The validity of her appointment was also taken into account by the court by other factors. In another case of Teoh Eng Huat v Kadhi Pasir Mas, where a minor converted to Islam without her parents’ permission, the question of whether the conversion was legal arose because, in accordance with the Guardianship of Infants Act, minors are subject to their parents’ authority.
Tun Salleh Abas presided over the hearing and continued deliberations until the minor reached adulthood. At that point, the court gave the girl the freedom to make her own decisions about whether or not she wanted to convert to Islam.

The decision, which took into account the rights of all children to choose their religion, was comprehensive and concerned more than just the conversion of a girl to Islam.

After the tun Salleh Abbas case, where the judicial power of the courts was eliminated and judges were given the authority to extend federal law only as far as what federal law confers upon them, Article 121(1) of the Federal Constitution was amended. The purpose of this clause is to deny judges any prerogative (absolute) or inherent power to restrain the government. those who favour judges taking an active role in order to restrain the government.

The introduction of the judicial appointment commission, which demonstrated that judges would be appointed impartially, answered the question of whether the Malaysian judiciary supports judicial activism. But ultimately, it still depends on the prime minister’s approval. The choice of a judge will be made by the prime minister. If the YDPA so chooses, he may appoint another person to the federal court under Article 122(1A).

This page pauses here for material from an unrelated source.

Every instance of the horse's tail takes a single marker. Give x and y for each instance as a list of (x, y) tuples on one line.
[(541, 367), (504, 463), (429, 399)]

Any democratic government’s structure is supported by three pillars which is the executive, the legislative branch, and the judicial branch. The three organs of the government apparatus are made up of these three pillars. The Indian Constitution (Constitution), which is the supreme law of a democratic government, defines the roles and responsibilities of these organs.

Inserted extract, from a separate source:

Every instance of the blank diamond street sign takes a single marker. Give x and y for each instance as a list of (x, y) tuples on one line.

According to the Constitution, the primary function of the legislature is to make law, that of the executive is to execute law and that of the judiciary is to translate the law.

The issue is whether Judicial Activism against the separation of power could not be true this is because judicial activism happens when both the executive and the legislature fail to carry out their respective duties effectively, and their respective areas of administrative power overlap. The democracy of the nation is harmed when the legislature fails to pass laws to address the rapidly changing conditions and demands of society and when the government
fails to carry out its administrative duties.

Consequently, this is one widely acknowledged explanation for the rise in judicial activism. Futhermore, the citizen of Malaysia look to the
nation’s judicial system to uphold their freedom and fundamental rights or to  determine whether other citizen rights are being violated. The judiciary cannot merely stand by and watch as wrongdoing against the people takes place. The judges in such cases are required to act as responsible citizens and address the complaints.

Therefore, activism is accepted in order to obtain proper relief. Indeed it is not a threat to the doctrine of separation of powers but the social transformation if the executive and the legislature couldn’t cope up and fail to provide the pathway in the current situations due to lack of understanding or negligence, incompetence of the other organs.

Hence, the judicial activism has emerged to avoid the non-activism of the legislature and the executive. In conclusion, Separation of power is the essential feature established under our Constitution by division of powers between the three important wings of Legislatures, the Executive and the Judiciary.

However there is absence of specific provisions in the Constitution exclusively vesting legislative powers in the legislature and judicial powers in the judiciary but can be filled with judicial activism where the judicial decision making whereby judges allow their personal views about public policy, among other factors, to guide their decisions.

Thus, judicial activism is not against the doctrine separation of power as it remain the essence of the Constitution in Malaysia.